That casting directors have not been recognized in the same way as actors or directors has been a source of contention in recent years. Between 1996 and 2011, the academy’s awards rules committee rejected three separate proposals from casting directors asking that they be eligible for Oscars.
Part of the reason the academy was reluctant to grant casting directors their own branch was because “there’s no easy way to tell who did the casting in a movie,” the group’s former executive director, Bruce Davis, told The Times in 2011. “It’s not that we don’t respect casting directors, it’s that we don’t know how to” create an Oscar category, he said. “We’re not looking for a lot of new categories. People think the award show is long enough.”
To be clear, while casting directors can now vote to decide who will receive Oscars, they are not yet eligible for the golden trophies themselves.
“Now is not the time to lobby for that,” said Richard Hicks, director of the Casting Society of America, who is not a member of the academy.
“We’re more interested in celebrating what happened today,” Rubin said.

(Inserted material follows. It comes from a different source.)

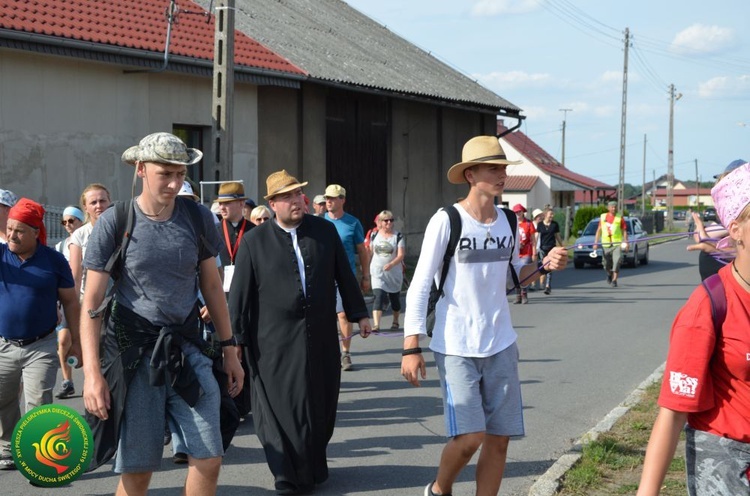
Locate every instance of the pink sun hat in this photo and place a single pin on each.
(731, 195)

There are now 17 branches of the academy, though new members will not be admitted to the casting directors segment until June 2014. The casting directors who are presently members at large will be moved to the new branch, and this fall, a special election will be held to choose the three individuals who will represent the branch on the academy’s Board of Governors.
“Casting directors play an essential role in the filmmaking process,” newly elected AMPAS President Cheryl Boone Isaacs said in a statement. “Their inclusion on our board will only broaden our perspective and help ensure that the academy continues to accurately reflect the state of filmmaking today.”